Drawing from a socio-cultural and pedagogical perspective, we carry out interdisciplinary research with and for young people at physical culture sites to address current issues of inequalities and inequities. We view sports not simply as games to play or fitness and health as something people have to do; rather, we conceptualize physical activity as a means of constructing the self in society. We explore how bodily practices can be pedagogically constructed as meaningful and culturally relevant to people’s lives in their communities.
Our work examines how sociocultural, political, and economic forces have an impact on the body, school PE, physical activity, fitness, and health. In today’s context of public health, we are particularly interested in understanding how health disparities, structural inequalities, and the materiality of the socio-educational and economic resources young people have access to in the local community contexts of their daily lives inform their physicality development and health.
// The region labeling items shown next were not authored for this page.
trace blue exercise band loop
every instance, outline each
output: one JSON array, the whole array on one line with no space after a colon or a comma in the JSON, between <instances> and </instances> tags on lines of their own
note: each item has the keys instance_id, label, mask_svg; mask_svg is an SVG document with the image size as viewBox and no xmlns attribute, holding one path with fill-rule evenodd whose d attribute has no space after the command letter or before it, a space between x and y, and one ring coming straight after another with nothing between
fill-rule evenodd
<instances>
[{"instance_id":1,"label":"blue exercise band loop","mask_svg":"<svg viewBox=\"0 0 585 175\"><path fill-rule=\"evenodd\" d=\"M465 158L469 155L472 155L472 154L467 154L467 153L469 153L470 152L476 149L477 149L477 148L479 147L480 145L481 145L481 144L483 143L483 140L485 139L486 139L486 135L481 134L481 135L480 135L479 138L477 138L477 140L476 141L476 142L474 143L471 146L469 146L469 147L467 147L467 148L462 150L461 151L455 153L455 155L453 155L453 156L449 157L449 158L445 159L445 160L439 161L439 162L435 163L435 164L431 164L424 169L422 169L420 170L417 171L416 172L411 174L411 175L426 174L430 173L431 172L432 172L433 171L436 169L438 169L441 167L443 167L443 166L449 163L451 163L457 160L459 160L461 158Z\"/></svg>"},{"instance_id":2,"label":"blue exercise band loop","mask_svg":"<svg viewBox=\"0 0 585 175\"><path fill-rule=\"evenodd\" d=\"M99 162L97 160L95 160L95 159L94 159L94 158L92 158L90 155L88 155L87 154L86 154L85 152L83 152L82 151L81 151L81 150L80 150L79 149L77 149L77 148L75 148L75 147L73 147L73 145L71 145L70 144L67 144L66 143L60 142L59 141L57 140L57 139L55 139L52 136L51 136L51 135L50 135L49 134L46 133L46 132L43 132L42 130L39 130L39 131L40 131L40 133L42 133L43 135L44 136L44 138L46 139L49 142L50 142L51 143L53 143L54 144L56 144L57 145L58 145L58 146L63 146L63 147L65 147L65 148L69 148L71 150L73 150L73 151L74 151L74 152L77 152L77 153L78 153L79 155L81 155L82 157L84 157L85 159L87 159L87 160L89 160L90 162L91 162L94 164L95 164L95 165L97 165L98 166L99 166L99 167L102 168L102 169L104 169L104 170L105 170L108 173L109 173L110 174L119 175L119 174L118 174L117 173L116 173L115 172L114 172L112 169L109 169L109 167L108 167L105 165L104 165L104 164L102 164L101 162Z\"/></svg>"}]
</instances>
We interrogate critically how young people embody issues of gender, sexuality, race, ableism, and sizeism and the intersectionality of these social categories in physical activity and health and express them in their engagement with and/or disengagement from physical culture. Adopting critical and constructivist theories, we investigate PE classes, gyms, and other contexts of health, fitness, or recreation as sites of critical inquiries. We are thus committed to re-constructing PE curricula and other contexts of physical culture as sites of pedagogical resistance, social change, and transformation.
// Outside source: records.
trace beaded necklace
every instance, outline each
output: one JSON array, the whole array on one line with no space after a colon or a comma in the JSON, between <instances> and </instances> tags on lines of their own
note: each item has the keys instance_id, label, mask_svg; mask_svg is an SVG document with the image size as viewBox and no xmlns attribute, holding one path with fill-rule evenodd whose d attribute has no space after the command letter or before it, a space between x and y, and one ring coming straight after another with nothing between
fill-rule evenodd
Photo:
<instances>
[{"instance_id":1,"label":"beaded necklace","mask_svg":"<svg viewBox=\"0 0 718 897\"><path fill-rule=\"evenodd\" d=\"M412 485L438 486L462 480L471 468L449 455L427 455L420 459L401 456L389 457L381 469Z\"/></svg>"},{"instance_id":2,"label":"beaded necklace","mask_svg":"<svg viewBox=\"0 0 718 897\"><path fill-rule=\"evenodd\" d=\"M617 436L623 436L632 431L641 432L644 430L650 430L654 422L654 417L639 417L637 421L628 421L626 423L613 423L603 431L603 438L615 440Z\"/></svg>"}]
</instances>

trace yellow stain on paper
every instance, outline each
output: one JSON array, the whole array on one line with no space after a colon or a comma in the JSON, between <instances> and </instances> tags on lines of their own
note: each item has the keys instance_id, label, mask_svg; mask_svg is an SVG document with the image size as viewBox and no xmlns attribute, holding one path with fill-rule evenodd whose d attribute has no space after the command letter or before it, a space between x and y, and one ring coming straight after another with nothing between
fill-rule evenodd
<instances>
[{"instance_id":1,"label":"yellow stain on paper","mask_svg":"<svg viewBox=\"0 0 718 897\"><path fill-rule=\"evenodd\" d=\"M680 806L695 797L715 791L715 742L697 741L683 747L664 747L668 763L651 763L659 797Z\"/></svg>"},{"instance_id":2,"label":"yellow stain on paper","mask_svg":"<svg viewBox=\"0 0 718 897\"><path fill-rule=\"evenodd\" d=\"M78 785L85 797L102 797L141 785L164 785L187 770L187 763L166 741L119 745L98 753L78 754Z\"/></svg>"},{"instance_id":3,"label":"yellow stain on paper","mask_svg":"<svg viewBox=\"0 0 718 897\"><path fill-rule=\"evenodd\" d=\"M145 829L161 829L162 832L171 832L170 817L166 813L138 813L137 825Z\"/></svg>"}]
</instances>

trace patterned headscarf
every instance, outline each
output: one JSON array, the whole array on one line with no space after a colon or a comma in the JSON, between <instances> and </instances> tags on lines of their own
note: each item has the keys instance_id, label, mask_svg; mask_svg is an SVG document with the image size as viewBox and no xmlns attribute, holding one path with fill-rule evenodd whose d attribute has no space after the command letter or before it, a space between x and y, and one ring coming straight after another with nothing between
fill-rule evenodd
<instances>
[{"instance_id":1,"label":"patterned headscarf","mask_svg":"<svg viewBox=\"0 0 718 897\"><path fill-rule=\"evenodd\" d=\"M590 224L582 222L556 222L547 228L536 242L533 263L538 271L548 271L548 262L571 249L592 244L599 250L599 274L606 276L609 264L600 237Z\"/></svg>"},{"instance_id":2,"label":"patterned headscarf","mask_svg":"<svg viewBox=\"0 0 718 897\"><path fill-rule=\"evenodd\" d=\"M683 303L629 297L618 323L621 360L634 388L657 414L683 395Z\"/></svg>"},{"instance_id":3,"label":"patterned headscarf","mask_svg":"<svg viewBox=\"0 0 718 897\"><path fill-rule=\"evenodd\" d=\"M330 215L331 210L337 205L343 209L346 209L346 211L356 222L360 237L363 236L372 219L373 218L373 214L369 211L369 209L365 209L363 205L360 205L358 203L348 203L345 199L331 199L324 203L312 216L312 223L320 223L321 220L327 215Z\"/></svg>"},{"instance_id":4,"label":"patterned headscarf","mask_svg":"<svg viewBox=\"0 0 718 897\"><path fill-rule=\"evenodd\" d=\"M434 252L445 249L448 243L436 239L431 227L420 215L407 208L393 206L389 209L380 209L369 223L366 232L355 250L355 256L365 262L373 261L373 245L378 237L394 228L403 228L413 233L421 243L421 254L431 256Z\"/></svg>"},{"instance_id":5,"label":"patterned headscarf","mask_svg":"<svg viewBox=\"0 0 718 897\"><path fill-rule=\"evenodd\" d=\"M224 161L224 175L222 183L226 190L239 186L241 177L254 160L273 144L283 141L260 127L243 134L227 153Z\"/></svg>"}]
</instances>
Our research employs qualitative methodologies that position children and young people as active agents, enabling them to voice, express, and represent their experiences in meaningful, creative, and contextualized ways. We adopt research methodologies that have the potential to make inequalities and inequities visible in order to create social change. In our visual research, we use community-based arts centers, schools, and art galleries as sites of public and critical pedagogy for social change, showcasing participants’ own visual representations of the significance of physical activity in their lives. We use art exhibitions as pedagogical spaces for youth’s expression in the attempt to legitimate, recognize, and communicate the ways in which they talk, feel, and represent their embodied experiences to the public, beyond the boundaries of academia.